The law is highly political, with Republicans mostly backing right-to-work legislation in support of big business, and Democrats backing union membership in support of labor and the power of collective bargaining.

While this is not an opinion on right-to-work, there is no question that the South’s efforts to become the engine of the largest economy in the world dilute the influence of labor unions in the region. As entrepreneur Nick Hanauer said earlier in this story, the decline in union membership in the 1960s and 1970s coincided with the decreasing shares of income amongst the 90 percent and increasing income in the top 10 percent. Again, you can make that political all you want, but the numbers indicate that as unions lost their clout, the rich got richer and the poor and middle class lost any leverage they had. 

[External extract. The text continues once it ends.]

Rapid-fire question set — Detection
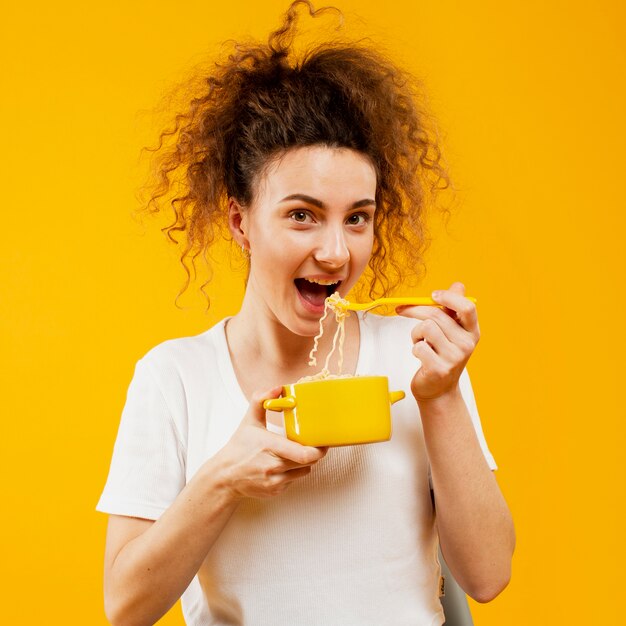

Now, that does not mean right-to-work is not beneficial to the South’s economy. It is. The South’s GDP now makes it the third largest economy in the world, behind only the U.S. and China. As you know, the South was dirt poor 100 years ago. Without right-to-work laws, there is no way the South could have become the fastest growing U.S. region in the largest economy in the world.

Much of that increase in GDP can be attributed to foreign direct investment. Where does Toyota operate most of its assembly plants and its headquarters in North America? Where does Mercedes-Benz have its only U.S. plant and North American headquarters? Where does BMW have its largest North American plant? By the way, none of those facilities are unionized. The answer is all of those facilities operate in the American South.

But that does not mean unions will not try to organize even foreign plants in the South. They have tried with high-profile union drives at Nissan in Mississippi, Boeing in South Carolina and Volkswagen in Tennessee, just to name a few. Workers, especially at large foreign manufacturing facilities, are extremely lucky to have a job at one of those plants. These facilities already pay way more in wages than the average wage in the South.

Regardless, there is about to be a reckoning when it comes to the South and union activity. In the fall 2021 quarter, Ford, a union company since 1941, announced it is investing $11.4 billion to further its electric vehicle production at a site in Stanton, Tenn., (near Memphis) and Glendale, Ky. Ford will invest $5.6 billion to build batteries and assemble the company’s electric F-Series vehicles in Tennessee. The Kentucky site is a $5.8 billion investment and will include twin battery factories. The two sites will house about 11,000 new jobs.

It will be interesting to see what will happen at those Ford plants when they are up and running. If they unionize, it could change everything in the region. If they don’t, then Ford made an awesome bet.